Pro-Abortion Nancy Pelosi to Seek House Democratic Leader Post

National   Steven Ertelt   Nov 5, 2010   |   11:35AM    Washington, DC

Nancy Pelosi will relinquish her role as Speaker of the House of Representatives in the next Congress after her party was shellacked in Tuesday’s midterm elections. But she wants to remain Democratic leader.

Pelosi says she will wage a battle to continue leading the party, which became even more pro-abortion following the defeat of some of its pro-life members who voted for the abortion-funding ObamaCare bill.

“I am running for Dem leader,” Pelosi said on her Twitter account today.

Some political observers predicted she would step aside and let someone else run the party in the House after her election failure, but she said before her decision today that she’s “gotten a positive response” in calls to fellow Democrats.

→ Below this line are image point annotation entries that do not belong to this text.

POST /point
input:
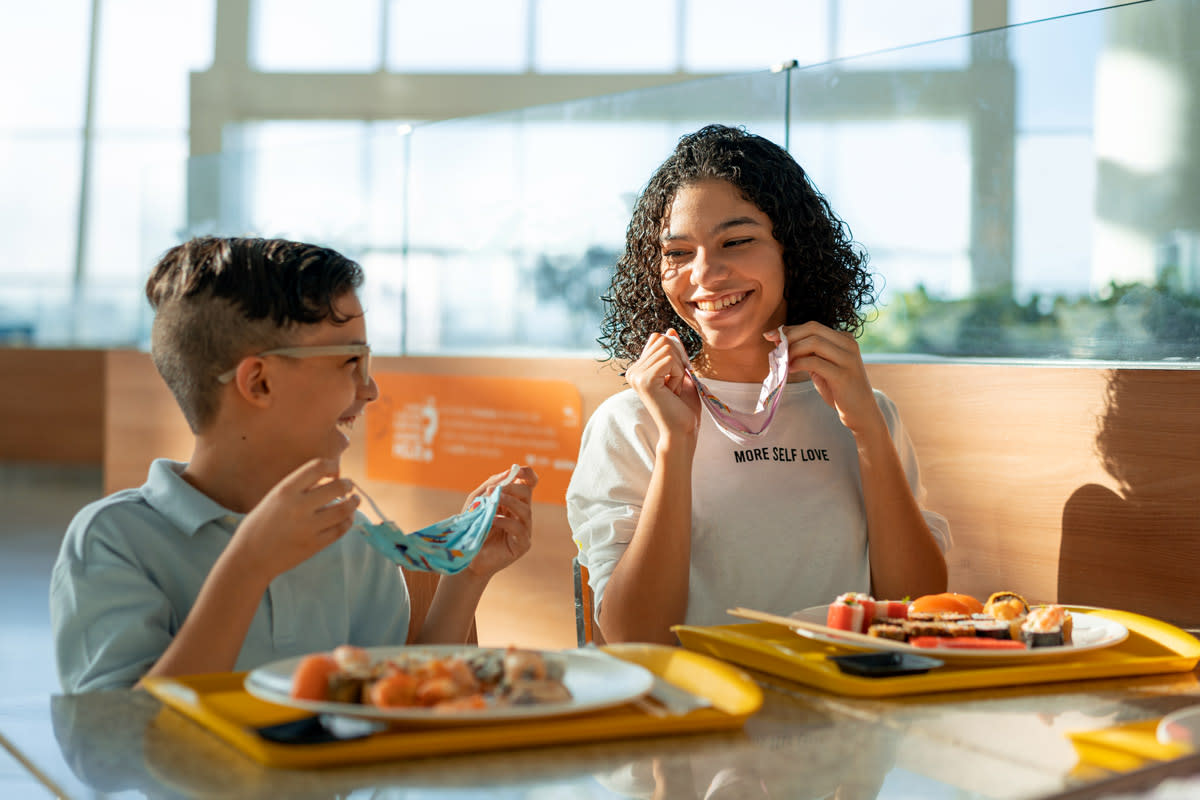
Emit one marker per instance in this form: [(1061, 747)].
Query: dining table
[(801, 740)]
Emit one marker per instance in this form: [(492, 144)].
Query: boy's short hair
[(217, 300)]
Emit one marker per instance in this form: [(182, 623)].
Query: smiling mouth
[(721, 302)]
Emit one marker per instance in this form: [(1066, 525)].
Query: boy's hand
[(511, 533), (305, 512)]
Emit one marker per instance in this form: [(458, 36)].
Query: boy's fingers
[(527, 476), (330, 491), (340, 512)]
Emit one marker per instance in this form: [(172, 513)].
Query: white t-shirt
[(777, 525)]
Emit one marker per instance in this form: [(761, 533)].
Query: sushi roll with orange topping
[(1047, 626)]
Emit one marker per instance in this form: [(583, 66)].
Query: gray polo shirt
[(133, 563)]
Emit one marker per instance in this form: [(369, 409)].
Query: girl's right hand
[(304, 513), (660, 378)]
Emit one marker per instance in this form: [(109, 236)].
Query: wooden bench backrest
[(1073, 483)]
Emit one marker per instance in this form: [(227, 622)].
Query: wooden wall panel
[(52, 405), (1012, 455)]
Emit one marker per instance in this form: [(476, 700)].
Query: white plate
[(595, 680), (1089, 632), (1180, 727)]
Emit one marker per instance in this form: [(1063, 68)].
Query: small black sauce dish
[(887, 663), (319, 729)]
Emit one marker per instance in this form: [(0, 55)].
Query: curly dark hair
[(825, 272), (217, 300)]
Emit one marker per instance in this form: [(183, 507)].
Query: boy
[(238, 557)]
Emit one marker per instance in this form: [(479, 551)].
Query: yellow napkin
[(1123, 747)]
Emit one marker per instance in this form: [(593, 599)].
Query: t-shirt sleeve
[(109, 621), (937, 524), (607, 488), (379, 602)]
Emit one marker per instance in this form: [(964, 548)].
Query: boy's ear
[(252, 382)]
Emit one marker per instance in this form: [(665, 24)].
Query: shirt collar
[(180, 503)]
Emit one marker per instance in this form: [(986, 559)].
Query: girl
[(685, 501)]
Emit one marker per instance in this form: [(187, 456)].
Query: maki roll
[(888, 631), (1006, 606), (991, 629), (851, 612), (1047, 626)]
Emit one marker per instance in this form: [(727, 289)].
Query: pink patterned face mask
[(741, 426)]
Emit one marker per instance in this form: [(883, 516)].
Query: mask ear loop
[(383, 517), (733, 423)]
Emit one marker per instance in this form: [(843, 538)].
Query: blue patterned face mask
[(445, 547)]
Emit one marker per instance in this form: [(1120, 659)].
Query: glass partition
[(1027, 192)]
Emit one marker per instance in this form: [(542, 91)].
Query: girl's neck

“Everything is very positive in what they say, complimentary about how I’ve kept the caucus together, complimentary about the fact that we won in the first place [in 2006] and increased our numbers [in 2008] and that we have to come right back in that regard,” she told the Huffington Post.

“I’ve gotten a positive response, but I haven’t gone to a place where I’ve made a decision about that,” she said. “Only today have I even looked at messages or anything that relate to me from … members, friends, progressives … And of course the ones you will hear from are the ones who want you to run.”

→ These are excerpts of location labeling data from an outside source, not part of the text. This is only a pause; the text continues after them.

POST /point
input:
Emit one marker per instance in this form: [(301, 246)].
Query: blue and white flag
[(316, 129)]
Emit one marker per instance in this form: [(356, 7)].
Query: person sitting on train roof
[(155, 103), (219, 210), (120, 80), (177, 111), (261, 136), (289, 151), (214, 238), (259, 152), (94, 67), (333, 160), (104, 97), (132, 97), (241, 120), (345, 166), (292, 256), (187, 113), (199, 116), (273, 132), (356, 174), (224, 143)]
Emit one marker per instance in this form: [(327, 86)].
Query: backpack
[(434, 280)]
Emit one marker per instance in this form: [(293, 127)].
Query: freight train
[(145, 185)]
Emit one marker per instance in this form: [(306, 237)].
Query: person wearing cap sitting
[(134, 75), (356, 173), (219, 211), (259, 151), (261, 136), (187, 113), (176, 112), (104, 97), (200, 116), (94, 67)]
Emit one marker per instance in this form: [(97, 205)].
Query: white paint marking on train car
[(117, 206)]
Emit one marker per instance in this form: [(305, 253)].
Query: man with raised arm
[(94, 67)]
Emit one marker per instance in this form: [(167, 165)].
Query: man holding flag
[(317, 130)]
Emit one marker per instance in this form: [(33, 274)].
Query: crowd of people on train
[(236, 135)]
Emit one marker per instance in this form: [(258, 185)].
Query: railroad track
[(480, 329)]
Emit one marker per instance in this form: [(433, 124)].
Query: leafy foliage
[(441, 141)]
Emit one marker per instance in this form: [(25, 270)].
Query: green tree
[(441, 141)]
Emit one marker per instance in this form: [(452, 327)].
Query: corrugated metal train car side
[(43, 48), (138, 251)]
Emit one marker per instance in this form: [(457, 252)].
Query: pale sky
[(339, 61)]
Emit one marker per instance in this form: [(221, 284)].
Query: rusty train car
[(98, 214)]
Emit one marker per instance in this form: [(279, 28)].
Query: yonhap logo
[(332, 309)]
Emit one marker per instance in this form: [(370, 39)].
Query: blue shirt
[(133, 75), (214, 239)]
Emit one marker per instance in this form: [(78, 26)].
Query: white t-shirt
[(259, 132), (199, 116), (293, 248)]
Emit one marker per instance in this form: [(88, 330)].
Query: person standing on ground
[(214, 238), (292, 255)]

She told ABC News on Wednesday she would contact Democrats in the House before deciding what to do, and the remark launched a round of speculation about her future prospects.

“In our caucus, we always do things by consensus. And when we have that consensus, we’ll have some announcement to make,” Pelosi said. “I’ll have a conversation with my caucus, I’ll have a conversation with my family and – pray over it, and decide how – to go forward.”Majority Leader Steny Hoyer, the pro-abortion number two Democrat who hails from Maryland, has been silent about potential leadership battles or changes.

Pelosi and Hoyer had a private meeting late yesterday lasting more than 90 minutes and Hoyer has assured Pelosi in the past both in private and public that he will not run against her, but neither will discuss the content of the meeting.

After their defeats in the elections, members of the moderate Blue Dog Democrats are likely to be looking to someone else to lead the caucus. Rep. Heath Shuler, a North Carolina Democrat who voted against the abortion-funding ObamaCare bill, is considering a bid to challenge Pelosi if she runs.

Another member of the Blue Dog coalition, Rep. Jim Matheson of Utah, told Politico Pelosi should not run again.

“We just got whupped,” he said.

But Shuler would have a tough time finding support after so many members of the moderate caucus lost bids for re-election after backing ObamaCare.

Most of the Democrats who were re-elected on Tuesday are liberals and progressives who are Pelosi’s base of support.

One key factor in Pelosi’s decision may have been whether Democrats think they can win back the House during the 2012 elections, when Obama’s appearance on the ballot is expected to drive up turnout of Democratic voters. It was thought if Pelosi believes she can become Speaker again, she may vie for the Minority Leader position in the upcoming Congress.

On the Republican side, John Boehner is expected to become the next Speaker of the House and he is a pro-life champion. Other top leaders assisting him are expected to be pro-life lawmakers.